Beetlejuice Is An Insane Movie And It’s Insane It Ever Got Made
Michael Keaton, as the ghost with the most. (Image: Warner Bros.)

Michael Keaton, as the ghost with the most.Image: Warner Bros.

While Beetlejuice himself is unforgettable, you might not remember how little he’s actually in the movie. He’s basically on screen for a third of it, if that. It’s almost like Burton knew the character was grating and hard to watch. He’s such a huge, huge, presence that anytime he’s on screen, it’s the only thing the movie can be about at that time — but the movie isn’t about him, ultimately. It’s about this world, these characters and the relationship between the living and the dead.

It just so happens that Beetlejuice is a great go-between and catalyst for all the plates the movie is spinning. There are the conflicts between life and death, rural and urban sensibilities and, of course, trying to explain this highly-stylised vision of the afterlife.

In this world, the Maitlands find themselves in a kind of purgatory where they’re forced to stay in their house for 125 years until God knows what happens. If they go outside, they end up on Saturn with sandworms out to kill them. If they draw a door on a wall, they enter an office setting where caseworkers help them through the transition into death — and all of it is explained in a handy handbook for the “Recently Deceased” .

The whole movie feels like the writers, Michael McDowell and Warren Skaaren, just continually tried to one-up themselves in the most unbelievable way possible.

It’s the only explanation for how we got this:

The now legendary scene is kind of a microcosm of the whole movie. At first, the characters are confused as they’re forced to perform a dance number to Harry Belafonte’s “Day-O”, then scared, but as it gets more and more outrageous, ecstasy intermittently washes over their faces as they buy into the experience The audience is supposed to react the same way.

Anything is possible in Beetlejuice. I mean, the film casts legendary singer Robert Goulet and iconic talk show host Dick Cavett as supporting characters for virtually no reason whatsoever. They’re just there to up the ante of unexpected things happening at all moments.

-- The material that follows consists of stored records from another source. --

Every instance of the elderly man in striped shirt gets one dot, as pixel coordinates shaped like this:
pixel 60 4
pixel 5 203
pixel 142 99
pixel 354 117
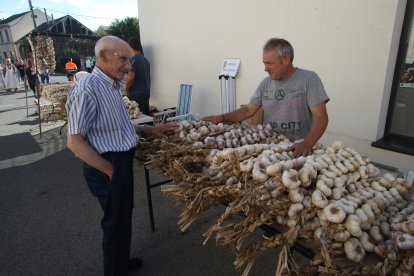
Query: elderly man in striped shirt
pixel 102 136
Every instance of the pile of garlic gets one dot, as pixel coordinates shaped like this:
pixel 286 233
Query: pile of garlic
pixel 220 136
pixel 132 107
pixel 335 194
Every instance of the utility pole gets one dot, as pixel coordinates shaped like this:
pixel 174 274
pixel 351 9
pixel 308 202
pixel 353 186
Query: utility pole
pixel 35 64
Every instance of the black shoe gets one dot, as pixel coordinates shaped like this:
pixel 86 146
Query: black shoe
pixel 134 263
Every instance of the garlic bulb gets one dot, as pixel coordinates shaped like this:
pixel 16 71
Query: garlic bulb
pixel 354 250
pixel 334 213
pixel 405 242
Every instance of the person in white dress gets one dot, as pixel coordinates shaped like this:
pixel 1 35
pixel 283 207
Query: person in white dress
pixel 10 77
pixel 2 76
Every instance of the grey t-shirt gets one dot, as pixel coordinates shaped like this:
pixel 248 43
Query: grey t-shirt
pixel 286 104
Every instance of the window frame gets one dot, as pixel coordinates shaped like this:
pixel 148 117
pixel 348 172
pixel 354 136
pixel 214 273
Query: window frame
pixel 391 141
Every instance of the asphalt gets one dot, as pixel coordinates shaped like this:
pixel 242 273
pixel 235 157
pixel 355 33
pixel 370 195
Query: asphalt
pixel 50 223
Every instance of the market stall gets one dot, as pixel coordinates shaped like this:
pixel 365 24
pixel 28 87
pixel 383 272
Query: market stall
pixel 335 202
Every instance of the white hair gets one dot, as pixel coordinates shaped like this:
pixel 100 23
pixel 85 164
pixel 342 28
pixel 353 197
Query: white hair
pixel 106 43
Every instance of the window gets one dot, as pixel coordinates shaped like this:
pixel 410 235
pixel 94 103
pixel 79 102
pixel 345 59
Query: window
pixel 399 128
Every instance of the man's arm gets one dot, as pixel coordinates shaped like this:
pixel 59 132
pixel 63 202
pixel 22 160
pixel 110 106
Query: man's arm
pixel 130 81
pixel 76 143
pixel 237 115
pixel 319 124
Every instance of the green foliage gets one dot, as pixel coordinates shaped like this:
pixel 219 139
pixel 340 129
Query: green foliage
pixel 125 28
pixel 101 32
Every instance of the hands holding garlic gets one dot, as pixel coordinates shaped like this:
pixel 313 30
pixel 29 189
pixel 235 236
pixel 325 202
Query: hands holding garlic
pixel 158 131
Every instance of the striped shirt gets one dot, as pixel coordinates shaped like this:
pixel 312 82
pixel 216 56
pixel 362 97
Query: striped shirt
pixel 96 111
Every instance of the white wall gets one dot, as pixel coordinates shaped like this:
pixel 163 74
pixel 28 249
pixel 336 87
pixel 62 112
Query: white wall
pixel 351 44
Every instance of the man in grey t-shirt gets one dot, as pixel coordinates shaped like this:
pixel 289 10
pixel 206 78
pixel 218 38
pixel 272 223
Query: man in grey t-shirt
pixel 293 99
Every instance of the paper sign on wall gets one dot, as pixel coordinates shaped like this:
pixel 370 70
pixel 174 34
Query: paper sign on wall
pixel 230 67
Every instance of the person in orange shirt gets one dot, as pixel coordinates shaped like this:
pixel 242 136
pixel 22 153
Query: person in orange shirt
pixel 71 69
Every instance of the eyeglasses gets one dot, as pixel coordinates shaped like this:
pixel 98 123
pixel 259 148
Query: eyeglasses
pixel 121 58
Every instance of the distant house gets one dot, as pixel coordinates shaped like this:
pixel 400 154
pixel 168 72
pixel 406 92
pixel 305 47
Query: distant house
pixel 71 39
pixel 14 28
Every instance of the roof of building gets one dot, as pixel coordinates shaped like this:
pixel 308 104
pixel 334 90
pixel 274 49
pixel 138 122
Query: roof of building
pixel 11 18
pixel 51 28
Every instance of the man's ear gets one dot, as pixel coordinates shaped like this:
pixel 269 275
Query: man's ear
pixel 102 56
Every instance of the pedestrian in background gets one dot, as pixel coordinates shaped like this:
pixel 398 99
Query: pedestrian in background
pixel 138 85
pixel 10 77
pixel 88 65
pixel 2 76
pixel 102 136
pixel 31 77
pixel 20 68
pixel 44 72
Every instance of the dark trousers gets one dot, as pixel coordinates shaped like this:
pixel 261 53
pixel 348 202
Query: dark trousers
pixel 143 102
pixel 116 198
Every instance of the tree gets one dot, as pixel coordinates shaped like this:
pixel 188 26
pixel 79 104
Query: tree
pixel 125 28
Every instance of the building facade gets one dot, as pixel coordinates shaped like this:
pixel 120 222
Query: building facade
pixel 354 46
pixel 14 28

Beetlejuice wouldn’t work, though, if it was only about surprising its audience with audaciousness. Along with the out-there story and incredible visuals, the film anchors itself to Ryder’s character, Lydia. It’s Lydia who can see the Maitlands, who can interact with them, whom Beetlejuice wants, and who ends up bridging the gap between not just the rural and urban but, ultimately, life and death.

Through her strength and courage, the film ends on a positive note — that anyone can be happy if you’re good and kind and accepting of others. It’s a surprisingly positive message for such a bonkers film, especially when it’s conveyed through Lydia singing Belafonte’s “Jump in the Line” while floating in the air with a bunch of dead football players backing her up.

If Beetlejuice came out today, I don’t know how the world would react. Would people watch it and be amazed? Or would they just be shocked by Beetlejuice’s offensive behaviour? Would they be baffled at the Belafonte songs? Or would they still enjoy it? It’s impossible to say, which is why, unfortunately, it’s the kind of movie that could never get made today. It’s too weird, too risky, and very over the top.

If I ran a studio, I’m not sure I would have had the guts to put this thing out there. But 30 years ago, Warner Bros. took a gamble that paid off — and made a wholly unique movie. Beetlejuice may be weird, but, like the ghost with the most himself, it’s also utterly unforgettable.